System requirements
Functional:
User should be able to register
User should be able to view another user
User should be able to follow another user
User should have a feed of the most popular tweets from the users it follows
User should be able to post a tweet
User should be able to delete a tweet
Tweets should support text and images
Non-Functional:
User should be highly available and have low latency
Capacity estimation
Assuming there are about 500 million customers and 100 million daily active users. Let's assume each customer tweets 5 times a day. We need to store 500 million tweets.
API design
We need the following APIs
- Open profile to open another user's profile or self
- create tweet to create a new tweet
- get feed to get feed from the user is following
- delete tweet to delete a tweet
- follow user to follow another user
- unfollow user to unfollow another user
Database design
For the user table, we will store the user id, users who follow the user, the people the user is following, the id of the tweets
For the tweets table we can store the id of the tweet, tweet message, the id of the image if available that can be used to retrieve from data store
High-level design
We should have a server that will handle the operations and database to store all the data of the tweets and users. In order to store the images we should use some sort of object store such as AWS S3
Request flows
For viewing another profile, we will have the server fetch all the tweets for the other users profile. After getting the tweets, the tweets will be looked up in the tweets database and returned back to the client
For following another user, the server will add the newly followed user to the current user's following list and the other's follower list. For unfollowing, we will remove instead
To post a tweet, the server will create a 10 digit unique id using base62 encoding which include all alphanumerics and store it into the tweets database with the id, image object id (if available) and message. For the user, we will also append to the tweets id list. If the tweet contains an image, it will be uploaded to the datastore and store the id of the uploaded image into the tweet's database
Detailed component design
Trade offs/Tech choices
Because we have so many relationships among the database tables, we should opt to use a relational database such as AWS RDS or MySQL or PostgreSQL
Failure scenarios/bottlenecks
One of the main failure scenarios is if a single server gets all the traffic. In order to avoid such failure case, we will include load balancers to evenly distribute the traffic to the servers.
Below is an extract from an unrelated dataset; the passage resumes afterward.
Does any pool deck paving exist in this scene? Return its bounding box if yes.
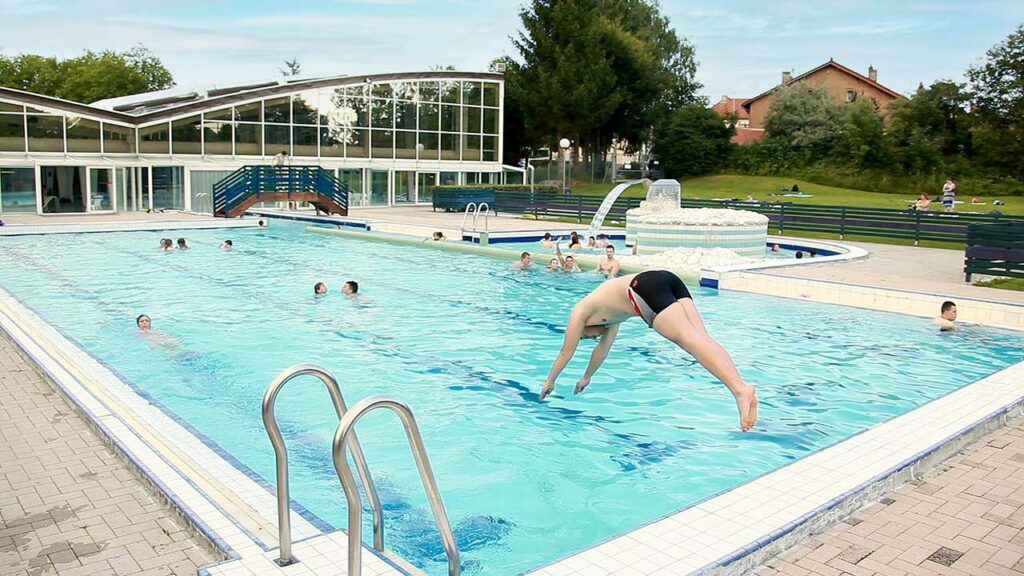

A second bottleneck is database and attempting to access the database with limited connections available. In order to scale the database horizontally, we can use database replication. the databases will have a master-slave relationship where the reads can happen in any database while the writes only happen to the master databases that will take care of replicating the data to the slaves
Another bottleneck is latency when loading images or tweets. In order to get images quickly from the object store, we can use a CDN for the customer to be able to retrieve the images from whichever edge server they are closest to. For general latency when fetching images, we can have a cache for tweets
Future improvements
We can add logs and metrics for any time an operation fails in order to track failures.